The practical application of all of this is that:
· hardly anyone keeps an initial mortgage for 30 years anymore; they either continually refinance it, creating in effect a life-long revolving line-of-credit, or they sell and move and start a new mortgage;
· banks are constantly encouraging mortgagees to refinance so they get new loan fees and high interest income;
· banks invented the balloon mortgage – i.e. low payments now in exchange for higher payments 3-5 years later when loans are in effect “automatically refinanced.”

So we need to quit playing games: find a payment amount these hurting people can handle, write a 5-year loan to fit that amount, and automatically rewrite it again 5 years out. Continue this indefinitely. In 5 years the bank is just going to be looking to lend the money again to someone anyway. What do we or the bank care whether the same person or a different new buyer holds this loan a few years from now – it’s all the same mortgage money. The outstanding balance (perhaps with some smaller loss) can be finally made up at the point of future sale or death. Even if losses ultimately result, we will have spread them out over years instead of all at the same time right now.

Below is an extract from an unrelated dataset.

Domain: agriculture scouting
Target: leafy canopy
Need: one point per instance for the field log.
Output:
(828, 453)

This approach stops the loss of home values. It stops foreclosures. It keeps people in a mortgage, not defaulting. It keeps them in their homes in a “normal” and continuing life, not a disrupted one. And banks now make money (or at least substantially reduce their losses).

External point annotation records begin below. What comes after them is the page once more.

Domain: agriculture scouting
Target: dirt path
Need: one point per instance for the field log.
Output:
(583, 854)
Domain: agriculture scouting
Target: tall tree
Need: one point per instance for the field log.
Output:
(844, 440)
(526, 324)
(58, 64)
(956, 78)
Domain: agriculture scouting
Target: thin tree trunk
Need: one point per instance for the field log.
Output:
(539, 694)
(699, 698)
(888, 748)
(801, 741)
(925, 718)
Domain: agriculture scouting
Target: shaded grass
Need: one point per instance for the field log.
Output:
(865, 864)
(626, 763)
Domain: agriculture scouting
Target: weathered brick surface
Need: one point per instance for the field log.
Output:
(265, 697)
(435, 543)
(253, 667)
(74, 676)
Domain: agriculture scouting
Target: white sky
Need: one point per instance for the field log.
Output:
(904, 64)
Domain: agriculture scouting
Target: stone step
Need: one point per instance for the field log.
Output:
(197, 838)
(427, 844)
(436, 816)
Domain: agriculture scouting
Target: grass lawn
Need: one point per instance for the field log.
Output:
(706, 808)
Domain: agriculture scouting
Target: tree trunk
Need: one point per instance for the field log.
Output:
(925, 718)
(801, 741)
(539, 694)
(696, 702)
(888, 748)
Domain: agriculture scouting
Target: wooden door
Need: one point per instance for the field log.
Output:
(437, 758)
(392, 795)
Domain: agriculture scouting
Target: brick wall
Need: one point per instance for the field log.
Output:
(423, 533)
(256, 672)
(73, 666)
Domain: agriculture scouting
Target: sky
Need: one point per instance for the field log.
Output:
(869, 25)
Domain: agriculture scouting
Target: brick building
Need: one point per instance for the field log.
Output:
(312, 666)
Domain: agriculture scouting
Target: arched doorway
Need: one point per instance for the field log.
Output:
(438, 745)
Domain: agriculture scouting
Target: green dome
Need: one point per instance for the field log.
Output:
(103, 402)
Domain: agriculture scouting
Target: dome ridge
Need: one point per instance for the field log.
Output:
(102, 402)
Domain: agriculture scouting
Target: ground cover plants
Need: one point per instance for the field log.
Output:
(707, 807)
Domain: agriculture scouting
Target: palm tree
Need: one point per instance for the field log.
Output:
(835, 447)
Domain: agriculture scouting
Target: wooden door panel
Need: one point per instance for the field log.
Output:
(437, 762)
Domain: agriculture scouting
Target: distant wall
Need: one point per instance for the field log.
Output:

Is this “fair” to current homeowners who have managed their mortgages steadily and in good faith? Perhaps not. I have been paying on some form of a mortgage for 25 years, and am scheduled to do so with my latest loan for another 29½. My current mortgage is on reasonable enough terms, assuming I do not suffer an economic setback. It is the loss in home value that hurts me far more directly than whether my neighbor’s troubles provide him with a more generous deal than I got. But if I can help that person stabilize his/her mortgage situation, that indirectly helps me in the long run.

We are where we are. And there but for the grace of God go I. I can shoot myself in the foot by attempting to punish my defaulting neighbor, or I can suck it up, be generous to that neighbor, hoping that my generosity today will come back to help me later if/when I may need it. Or I can do this just because selfishly his/her new deal will thereby help me, whereas foreclosure will most certainly come back to hurt me. Ultimately we will all sink or swim together in this rather overwhelming situation. So we might as well all share a life preserver and swim to shore together instead of arguing about who steered the ship into the rocks.